Fish quality is not a priority of state health department
EVEN though a year has passed since Goa received the first shock of formalin presence in fish consignments, the state health department has failed to set up a foolproof process to certify the fish coming from other states as safe for consumption. The directorate of the Food and Drug Administration (FDA), which is primarily responsible for this certification, seems to be on a long vacation, while helpless and desperate Goans have returned to the fish markets. The best the government can claim to have done is give financial approval to two temporary laboratories to be set up by the Quality Council of India (QCI) on the borders at Patradevi and Pollem. The labs are to start operating in two weeks. We have heard nothing from the QCI yet. The health department has not made detailed information on the operation of the labs public. This once again shows that establishing a robust system for checking and certifying fish for human consumption is not one of the priorities of the health department.
All these months the health department has taken steps to check fish quality that could only be described as make-believe. The department at one time banned fish imports and then introduced haphazard inspections which failed to gain confidence among Goans. First checks were done at the borders for a few weeks, and then at Margao where the fish trucks arrived, and then we were told the samples of fish would be checked at the Margao market as well. The sum total of these random measures was insignificant. The health department has not even solved some of the basic problems. One of these is the accountability of the fish trader who gets the fish consignments to Goa. When public pressure drove the health department to ask the FDA directorate to register and licence the traders for establishing accountability, most of the traders submitted applications with ‘Margao fish market’ as their business address. With no accountability, traders go on getting fish consignments without the preservation and transportation of fish meeting standards without any fear.
The state of the art laboratory promised by Health Minister Vishwajit Rane is still in the idea stage, though its office and complex was inaugurated at Fatorda, Margao months ago. The lab, which was to be established by the Export Inspection Agency (EIA), a central government entity, was expected to be operational by March 2019. As providing safe fish to the people is not a priority with the health department, it might take an indefinite time before the lab becomes functional. The department should have driven the EIA to establish the lab with men and equipment within its schedule, for the state government had handed over the land for the laboratory on November 26, 2018. The state government should have pursued the matter with Commerce Minister Suresh Prabhu who had promised all help in the matter. The lab was to have facilities for testing fruits, meat and other food products, besides fish.

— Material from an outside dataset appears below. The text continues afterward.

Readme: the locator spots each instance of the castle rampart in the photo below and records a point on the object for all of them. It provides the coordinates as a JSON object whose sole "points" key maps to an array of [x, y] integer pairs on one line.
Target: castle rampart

The primary responsibility of checking fish for safety standards is of the FDA. Where was the need of getting a central agency to do the tests when an FDA was there, funded by the public money? The FDA has been totally irrelevant to quality of fish consumed by Goans. Until the EIA starts its lab, the health department should have made the FDA do the checking. Now the health department is going to have two temporary labs, when the approval for a full-fledged laboratory to be set up at a cost of Rs 15 crore was given by the state government in November last. The very fact that the two labs at Patradevi and Pollem are going to be temporary makes it clear that there would be not much seriousness attached to the checks there. We do not know how many officials will be there in each lab and what would be their mode of checking. Trucks with fish consignments enter Goa during night hours. Then, there are points other than Patradevi and Pollem through which vehicles can enter Goa. How much effective the two labs will be in stopping contaminated fish is doubtful.